Bu deyim tarih boyunca, kendisinden zarar beklenmeyen kişilerin verdiği zararlardan dolayı kullanılır ve bu niyetle bu deyimi kullandığımı da özellikle ifade edeyim. Yoksa burada ne ülkeyi yönetenleri Sezar`a, ne de diğerlerini Brütüs`le özdeşleştirmek gibi bir niyetimiz yok. Olsaydı zaten direk söylerdik.

İşsizlik %13`ten Altı Aydır Düşe Düşe %10.2 ‘Ye Düştü!

Evet, tarihten yine günümüze dönersek; yukarıda kısaca suyu bulandıranların piyasaları da nasıl bulandırdıklarını ve emperyalistlerin ve onların uşağı olan göbekli taifenin bu bulanık suda nasıl dolar dolar avlandıklarını ifade ettik.

Niye bunları yazdık? Çünkü TÜİK işsizlik oranını %10.2 olarak açıkladı ve 2016 Mayıs ayında işsizlik oranı %9.4 idi. Yani geçen yıla göre %0.8 artmış görünüyordu. Fakat 2017 yılı Ocak ayında %13`e kadar çıkan işsizlik o aydan beridir düşüyor. Şubat`ta 12.6`ya, Mart`ta 11.7`ye Nisan`da 10.5`e ve nihayet Mayıs ayında da 10.2`ye düştü. Yani işsizlik, ülkeye yapılan ekonomik suikastlerden sonra yükseldiği %13`ten altı aydır düşe düşe %10.2 ‘ye düştü!

Şimdi bu rakamlardan sonra siz saygıdeğer okuyucularımıza soruyorum, işsizlik düşüyor mu yoksa yükseliyor mu? Kim işsizlik 0.8`lik artışla 10.2 diyorsa yalan söylüyor. Piyasayı yanıltıyor.

Evet, geçen yılın aynı ayına göre %0.8`lik bir fark var ama geçen altı aya bakınca işsizlik azalmaya devam ediyor.
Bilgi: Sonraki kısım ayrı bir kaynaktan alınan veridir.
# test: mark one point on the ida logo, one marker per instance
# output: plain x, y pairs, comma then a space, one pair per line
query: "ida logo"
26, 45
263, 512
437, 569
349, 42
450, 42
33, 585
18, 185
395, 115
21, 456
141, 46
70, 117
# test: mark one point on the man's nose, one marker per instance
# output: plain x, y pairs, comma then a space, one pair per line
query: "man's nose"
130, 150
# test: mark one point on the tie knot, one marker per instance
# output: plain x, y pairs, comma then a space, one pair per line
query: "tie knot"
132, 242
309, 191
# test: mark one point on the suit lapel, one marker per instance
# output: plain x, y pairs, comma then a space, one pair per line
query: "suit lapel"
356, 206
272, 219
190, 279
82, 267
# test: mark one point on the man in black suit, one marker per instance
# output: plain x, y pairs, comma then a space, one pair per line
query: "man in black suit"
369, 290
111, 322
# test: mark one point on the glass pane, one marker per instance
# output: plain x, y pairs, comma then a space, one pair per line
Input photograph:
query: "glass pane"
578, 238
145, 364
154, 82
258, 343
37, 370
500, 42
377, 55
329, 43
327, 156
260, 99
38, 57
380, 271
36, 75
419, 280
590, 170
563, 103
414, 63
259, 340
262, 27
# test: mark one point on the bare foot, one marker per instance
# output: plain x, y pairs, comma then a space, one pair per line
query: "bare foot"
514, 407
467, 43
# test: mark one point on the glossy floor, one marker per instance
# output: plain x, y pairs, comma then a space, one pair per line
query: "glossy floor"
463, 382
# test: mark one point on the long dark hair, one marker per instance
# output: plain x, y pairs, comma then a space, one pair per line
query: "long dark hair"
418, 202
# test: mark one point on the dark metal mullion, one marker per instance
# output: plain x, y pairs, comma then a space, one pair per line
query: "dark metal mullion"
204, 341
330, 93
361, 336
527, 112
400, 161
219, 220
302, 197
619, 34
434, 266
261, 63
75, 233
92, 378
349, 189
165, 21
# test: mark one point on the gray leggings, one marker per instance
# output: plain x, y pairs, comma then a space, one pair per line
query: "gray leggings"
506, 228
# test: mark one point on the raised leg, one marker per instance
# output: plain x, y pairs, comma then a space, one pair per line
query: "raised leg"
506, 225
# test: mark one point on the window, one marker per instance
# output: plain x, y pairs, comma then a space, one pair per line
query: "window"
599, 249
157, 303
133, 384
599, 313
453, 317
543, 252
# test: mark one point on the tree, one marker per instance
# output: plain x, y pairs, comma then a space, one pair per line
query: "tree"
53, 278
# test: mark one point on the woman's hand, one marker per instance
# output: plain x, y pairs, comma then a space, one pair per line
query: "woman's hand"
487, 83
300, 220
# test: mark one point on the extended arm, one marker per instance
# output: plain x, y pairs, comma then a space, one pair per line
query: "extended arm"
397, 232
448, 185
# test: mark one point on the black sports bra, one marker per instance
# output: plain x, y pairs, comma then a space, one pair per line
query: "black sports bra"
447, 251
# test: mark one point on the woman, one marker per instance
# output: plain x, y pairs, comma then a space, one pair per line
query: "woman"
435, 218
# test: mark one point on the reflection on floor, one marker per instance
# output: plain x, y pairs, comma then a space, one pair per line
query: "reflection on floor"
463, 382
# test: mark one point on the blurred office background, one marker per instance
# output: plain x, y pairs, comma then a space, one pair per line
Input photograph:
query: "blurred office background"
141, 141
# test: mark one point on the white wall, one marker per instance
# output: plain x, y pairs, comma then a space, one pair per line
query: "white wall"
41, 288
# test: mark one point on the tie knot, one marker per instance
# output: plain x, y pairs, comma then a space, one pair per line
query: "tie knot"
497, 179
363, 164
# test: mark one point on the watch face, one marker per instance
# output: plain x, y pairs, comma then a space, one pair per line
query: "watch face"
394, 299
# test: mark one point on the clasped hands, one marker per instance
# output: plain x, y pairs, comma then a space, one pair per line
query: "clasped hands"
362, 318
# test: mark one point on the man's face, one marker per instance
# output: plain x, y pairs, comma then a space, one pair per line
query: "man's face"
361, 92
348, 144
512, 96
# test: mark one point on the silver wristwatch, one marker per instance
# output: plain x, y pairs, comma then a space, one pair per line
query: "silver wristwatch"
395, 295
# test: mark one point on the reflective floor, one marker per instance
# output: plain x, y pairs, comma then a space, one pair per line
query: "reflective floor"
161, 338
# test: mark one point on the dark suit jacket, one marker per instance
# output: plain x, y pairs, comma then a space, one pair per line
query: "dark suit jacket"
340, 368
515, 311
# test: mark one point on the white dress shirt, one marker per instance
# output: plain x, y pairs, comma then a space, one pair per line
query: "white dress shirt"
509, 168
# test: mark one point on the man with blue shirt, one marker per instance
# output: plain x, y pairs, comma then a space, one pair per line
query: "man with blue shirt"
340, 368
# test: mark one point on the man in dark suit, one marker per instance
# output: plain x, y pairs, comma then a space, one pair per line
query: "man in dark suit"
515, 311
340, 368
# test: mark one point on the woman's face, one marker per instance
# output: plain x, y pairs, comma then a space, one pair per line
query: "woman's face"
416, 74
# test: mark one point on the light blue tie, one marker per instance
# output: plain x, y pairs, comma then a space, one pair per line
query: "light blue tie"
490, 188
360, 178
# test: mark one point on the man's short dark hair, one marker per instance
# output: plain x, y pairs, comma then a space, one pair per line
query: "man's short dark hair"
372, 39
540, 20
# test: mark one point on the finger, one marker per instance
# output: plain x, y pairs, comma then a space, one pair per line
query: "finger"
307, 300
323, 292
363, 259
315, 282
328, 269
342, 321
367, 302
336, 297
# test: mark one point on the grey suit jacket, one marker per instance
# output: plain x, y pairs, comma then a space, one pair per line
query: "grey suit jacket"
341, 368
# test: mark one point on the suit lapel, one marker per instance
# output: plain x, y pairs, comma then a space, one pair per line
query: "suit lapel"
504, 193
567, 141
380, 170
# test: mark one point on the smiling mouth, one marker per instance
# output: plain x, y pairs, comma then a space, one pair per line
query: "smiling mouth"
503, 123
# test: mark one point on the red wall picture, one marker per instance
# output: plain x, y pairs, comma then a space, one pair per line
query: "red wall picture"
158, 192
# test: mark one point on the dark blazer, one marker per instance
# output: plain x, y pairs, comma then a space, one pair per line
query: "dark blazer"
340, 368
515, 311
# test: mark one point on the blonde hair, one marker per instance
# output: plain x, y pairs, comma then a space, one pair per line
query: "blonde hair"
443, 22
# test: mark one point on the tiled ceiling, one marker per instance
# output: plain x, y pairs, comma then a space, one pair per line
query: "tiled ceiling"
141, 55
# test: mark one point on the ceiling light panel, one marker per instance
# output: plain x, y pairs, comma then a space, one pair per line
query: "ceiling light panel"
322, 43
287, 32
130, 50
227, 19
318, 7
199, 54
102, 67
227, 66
Gerçek bu. Piyasa bugüne bakar ve bu rakamı ona göre fiyatlandırır. İşsizlik arttı diyenler ya matematik bilmiyor, ya ekonomik tetikçilik yapıyor, ya saflık yapıp tetikçilerden kopya çekiyor ya da Brütüs`lük yapıyor!

Bu bakış açısı inanın çoğu şey için böyledir. Bizler bir yanlış varsa onu da adam gibi söylemeli bir doğru varsa onu da adam gibi kabullenmeliyiz.